Once a childhood photo of Cardi B began making the rounds this fall, it was only a matter of time before people began capitalizing on the now-iconic image of Young Belcalis staring bossily at the camera. How do succinctly roast someone? Tell ‘em your momma said to.
8. BBQ Becky
BBQ Becky was just one in a series of “white women calling the police over literally nothing” memes that have dominated the news cycle over the past several years. From BBQ Becky, which focused on a woman who called the police on a group of African-American people grilling in the park, to Permit Patty seen in the image above, the meme became a cathartic way to talk about issues like over-surveillance and police brutality.
7. “Is this a…”
In the original scene from a 1990s anime show The Brave Fighter of Sun Fighbird, a humanoid character mistakenly identifies a butterfly as a pigeon. And in that spirit, one of very genuinely, very confidently identifying something incorrectly, the “Is this a…” meme served as a way to make fun of internet hyperbole.

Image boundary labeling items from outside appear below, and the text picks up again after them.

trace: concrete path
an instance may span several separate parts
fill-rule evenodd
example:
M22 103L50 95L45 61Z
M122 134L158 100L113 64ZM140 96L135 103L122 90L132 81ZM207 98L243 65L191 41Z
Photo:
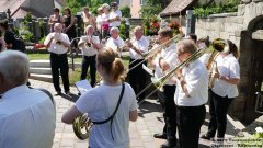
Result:
M53 83L30 80L33 88L45 88L55 94ZM88 140L79 140L72 129L72 125L61 123L61 115L77 100L78 91L75 87L70 88L71 98L67 95L54 96L56 101L57 121L56 134L53 148L87 148ZM208 111L208 110L207 110ZM207 113L208 116L208 113ZM201 134L207 130L208 119L202 126ZM194 124L194 123L193 123ZM163 117L160 104L155 99L148 99L139 107L139 118L137 122L129 124L129 136L132 148L159 148L164 143L162 139L152 137L155 133L159 133L163 127ZM226 137L233 137L239 130L228 123ZM210 141L199 139L199 148L209 148Z

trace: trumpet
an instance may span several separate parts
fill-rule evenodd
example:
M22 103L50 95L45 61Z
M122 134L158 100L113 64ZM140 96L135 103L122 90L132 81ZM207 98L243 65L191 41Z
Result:
M168 44L170 44L171 42L175 42L178 43L180 38L180 35L175 35L172 38L170 38L169 41L162 43L161 45L155 47L153 49L142 54L141 56L144 57L144 60L141 60L139 64L135 65L133 68L130 68L127 72L132 71L133 69L135 69L137 66L141 65L142 62L145 62L150 56L155 56L159 53L159 50L163 47L165 47ZM136 61L136 60L134 60ZM130 62L129 65L132 65L133 62Z
M216 57L220 53L228 53L229 52L229 44L226 39L222 38L216 38L211 42L211 48L214 49L208 62L206 65L208 70L208 88L211 89L214 87L215 78L213 77L214 72L218 72L217 64L215 62Z
M171 78L174 72L183 67L185 67L187 64L195 61L196 59L198 59L201 56L203 56L206 53L206 49L198 49L196 50L193 55L191 55L187 59L185 59L183 62L181 62L179 66L176 66L175 68L173 68L171 71L169 71L167 75L164 75L163 77L160 78L155 78L151 77L151 82L155 84L155 87L157 89L159 89L160 91L163 91L163 84L167 82L167 80L169 78Z
M92 122L87 113L83 114L82 116L76 117L73 119L72 126L73 126L75 135L79 139L84 140L84 139L89 138Z

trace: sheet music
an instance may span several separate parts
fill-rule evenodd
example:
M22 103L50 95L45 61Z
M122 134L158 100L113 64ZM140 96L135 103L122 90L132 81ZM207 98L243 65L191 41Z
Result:
M81 80L81 81L77 81L75 83L75 86L79 90L80 94L83 94L84 92L87 92L88 90L90 90L92 88L90 82L87 79Z
M148 68L147 66L145 66L144 64L142 64L142 69L145 69L146 72L149 73L150 76L153 76L153 71L150 68Z

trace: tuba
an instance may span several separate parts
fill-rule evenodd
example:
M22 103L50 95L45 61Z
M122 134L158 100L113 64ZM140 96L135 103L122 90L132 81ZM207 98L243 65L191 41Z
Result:
M208 88L209 89L211 89L214 87L214 83L215 83L215 80L216 80L213 77L213 75L215 72L218 72L217 62L215 61L215 59L217 58L217 56L220 53L228 53L229 52L229 45L228 45L226 39L216 38L211 42L211 48L213 48L213 52L211 52L210 58L208 59L208 62L206 65L207 70L208 70L208 78L209 78L209 80L208 80Z
M72 126L73 126L75 135L79 139L84 140L84 139L89 138L92 122L87 113L83 114L82 116L76 117L73 119Z

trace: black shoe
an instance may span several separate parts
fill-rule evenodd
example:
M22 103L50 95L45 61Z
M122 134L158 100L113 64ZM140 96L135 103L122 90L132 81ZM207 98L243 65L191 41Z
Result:
M66 91L65 94L66 94L66 95L70 95L70 92L69 92L69 91Z
M161 148L175 148L176 141L169 141L167 140L164 144L161 145Z
M163 134L163 133L159 134L159 133L157 133L157 134L153 135L153 137L155 138L159 138L159 139L167 139L167 134Z
M57 91L57 93L55 94L55 96L57 95L61 95L61 92L60 91Z
M202 139L210 140L210 139L213 139L214 137L209 136L208 134L203 134L203 135L201 135L201 138L202 138Z

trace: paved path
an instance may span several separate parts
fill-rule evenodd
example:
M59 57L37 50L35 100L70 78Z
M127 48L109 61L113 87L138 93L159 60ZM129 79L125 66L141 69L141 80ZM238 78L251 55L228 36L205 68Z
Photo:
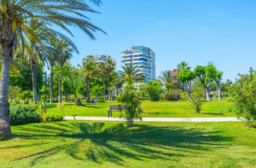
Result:
M74 117L66 116L65 120L73 120ZM107 117L75 117L77 120L105 120L105 121L123 121L120 118ZM236 118L143 118L142 121L158 122L222 122L222 121L240 121Z

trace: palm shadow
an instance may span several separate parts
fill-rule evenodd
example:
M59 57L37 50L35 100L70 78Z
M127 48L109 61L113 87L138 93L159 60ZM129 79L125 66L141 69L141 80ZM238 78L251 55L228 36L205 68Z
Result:
M124 158L143 160L169 160L172 156L188 157L187 153L197 154L226 148L227 143L224 142L233 141L231 137L217 135L219 132L202 132L197 129L188 130L182 127L157 127L146 124L137 124L132 129L124 127L124 124L115 124L114 127L105 128L104 122L89 124L73 122L68 125L37 124L34 125L32 128L19 127L17 130L21 131L20 132L25 130L29 133L15 134L15 138L68 138L75 140L75 142L58 144L43 151L15 160L31 158L31 166L34 166L41 159L60 152L65 152L77 160L90 160L97 163L107 161L124 166ZM39 146L42 144L32 146ZM87 147L84 148L84 146Z

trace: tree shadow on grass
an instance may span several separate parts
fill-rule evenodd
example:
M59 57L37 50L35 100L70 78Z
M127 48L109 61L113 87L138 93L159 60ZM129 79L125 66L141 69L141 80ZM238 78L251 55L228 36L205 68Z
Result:
M175 160L177 157L191 157L190 155L196 157L197 154L207 150L226 148L226 141L233 141L230 137L217 135L219 132L205 132L196 128L157 127L143 123L127 128L124 124L113 123L115 126L110 127L100 122L18 127L16 128L18 132L22 133L14 135L15 137L45 139L41 144L31 146L43 145L46 140L56 141L56 144L15 160L30 158L30 166L34 166L51 155L65 153L77 160L97 163L107 161L124 166L124 158L169 160Z

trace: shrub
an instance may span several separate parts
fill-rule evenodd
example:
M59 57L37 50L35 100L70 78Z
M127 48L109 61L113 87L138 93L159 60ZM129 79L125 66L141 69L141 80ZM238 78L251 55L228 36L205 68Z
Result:
M60 111L63 114L63 122L65 122L65 107L68 105L68 103L65 102L63 102L62 103L58 103L57 107L59 111Z
M193 85L192 88L191 100L189 102L191 106L199 113L203 102L203 89L198 85Z
M171 90L169 92L166 93L166 99L167 101L179 101L181 99L181 94L179 90Z
M120 118L125 118L127 126L132 127L135 120L141 120L142 109L139 100L140 94L132 84L126 83L121 93L121 104L124 107L124 113L120 110Z
M151 102L158 102L160 100L162 90L158 82L148 81L148 84L145 85L145 90Z
M46 121L51 121L51 122L61 121L63 120L63 115L53 113L53 114L47 113L46 114L45 118Z
M11 125L40 122L41 118L37 113L37 107L11 104L10 106Z
M46 118L45 116L48 108L46 102L44 102L41 99L39 102L38 105L38 108L41 114L41 118L43 119L43 122L46 122Z
M236 83L229 87L231 97L231 111L236 113L238 118L244 118L248 125L255 124L256 121L256 73L252 78L248 75L239 74Z

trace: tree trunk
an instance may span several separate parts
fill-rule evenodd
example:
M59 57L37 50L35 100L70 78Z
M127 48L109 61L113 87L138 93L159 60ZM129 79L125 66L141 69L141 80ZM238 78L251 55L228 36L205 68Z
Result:
M85 83L87 84L87 103L90 103L90 85L89 80L86 79Z
M102 81L103 82L103 97L104 97L104 102L105 102L105 78L104 78L104 76L102 74L101 74L100 76L101 77Z
M219 83L216 83L216 85L217 85L217 90L218 92L218 99L222 100L222 90L220 88Z
M108 74L108 100L110 100L110 97L109 97L109 75Z
M9 94L10 66L13 43L2 44L2 71L0 80L0 135L11 135Z
M32 77L32 85L33 85L33 102L37 102L37 62L31 58L30 66Z
M61 76L62 76L62 68L63 65L60 64L60 79L58 81L58 102L62 103L62 97L61 97Z
M51 65L51 74L50 74L50 103L53 103L53 66L54 63L49 61Z
M68 102L68 92L65 91L65 97L66 98L66 102Z

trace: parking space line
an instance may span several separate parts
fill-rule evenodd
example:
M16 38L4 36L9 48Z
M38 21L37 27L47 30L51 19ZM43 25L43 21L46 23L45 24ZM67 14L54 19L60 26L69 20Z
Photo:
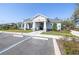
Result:
M0 51L0 54L2 54L3 52L8 51L9 49L11 49L11 48L13 48L13 47L19 45L20 43L22 43L22 42L24 42L24 41L26 41L26 40L28 40L28 39L30 39L30 38L31 38L31 37L28 37L28 38L26 38L26 39L24 39L24 40L19 41L18 43L15 43L15 44L11 45L10 47L8 47L8 48L6 48L6 49Z

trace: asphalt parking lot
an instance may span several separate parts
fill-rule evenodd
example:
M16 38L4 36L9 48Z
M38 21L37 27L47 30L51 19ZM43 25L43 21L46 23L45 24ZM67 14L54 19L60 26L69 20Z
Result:
M0 33L0 55L54 55L53 41Z

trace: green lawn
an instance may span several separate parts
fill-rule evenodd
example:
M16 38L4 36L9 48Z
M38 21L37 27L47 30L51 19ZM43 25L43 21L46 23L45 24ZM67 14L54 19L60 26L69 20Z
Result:
M0 30L0 31L7 31L7 32L23 32L23 33L32 32L32 30Z
M49 32L43 32L42 34L48 34L48 35L60 35L60 36L66 36L66 37L76 37L70 33L70 31L63 30L63 31L49 31Z
M79 42L59 40L61 52L66 55L79 55Z

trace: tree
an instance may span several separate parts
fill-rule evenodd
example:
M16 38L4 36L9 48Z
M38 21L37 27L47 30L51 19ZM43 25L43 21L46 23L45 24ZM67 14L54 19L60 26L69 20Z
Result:
M54 23L52 28L53 28L52 30L56 31L57 30L57 24Z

6. He’s Not Your Man, He’s…
A good ol’ bait-n-switch, the “He’s not your man, he’s….” meme has dominated Twitter since September, with thousands of users gleefully listing characteristics that could pertain to a boyfriend or any number of people, places or things. As in the case of above twete about Brexit, it quickly emerged as a popular way to sum up current events which, like your shitty ex, are bad.
5. Tide Pods
Every few years, trend comes along that convinces adults that The Teens are in trouble, The Teens are hopeless, The Teens will be our downfall - and for Generation Z, their shining moment came in the form of tide pods. Arguably the darkest meme of 2018, the “The Tide POD Challenge,” invoked people across the internet to joke (kind of?) about desperately wanting to pop one of these colorful dishwasher detergent packets into their mouths. In a year marked by foreboding headlines, the Tide Pods meme captured the spirit of collective malaise.
4. “One taught me love…”
As soon as the world heard the first chorus of Ariana Grande’s already-iconic “thank u, next,” they raced to their computers to create their own triptych of exes. “One taught me love / one taught me patience / and one taught me pain” and Ariana taught me capitalize on those heartbreaks, hunneee.
3. Dancing Theresa May
When the embattled British Prime Minister Theresa May jerkily strode across the stage at United Kingdom’s Conservative Party Conference to, actually, truly ABBA’s “Dancing Queen,” some felt her entrance perfectly encapsulated the confidence with which Western countries (and white people) entered into social situations, while others gleefully paired May’s dance with a host of new tracks.
2. Distracted Boyfriend
While this ~iconique~ stock photo from 2015 has been making the rounds as an object-labeling meme since 2017; our favorite versions of the “distracted boyfriend” only flourished this year, as he illustrated again and again that we love what’s bad for us, and forget for a second that what’s good for us ever even existed.
From his debut appearance as the new Philadelphia Flyers mascot — when he strode confidently across the ice, fell a bunch, and then hit a fan in the back with a t-shirt gun — the googly-eyed Good Boy has captured the hearts of America (and of Antifa, who has seemingly claimed him as one of their own). The Ringer’s Michael Baumann perhaps said it best when he wrote that Gritty was “a weird and scary avatar for a weird and scary time.”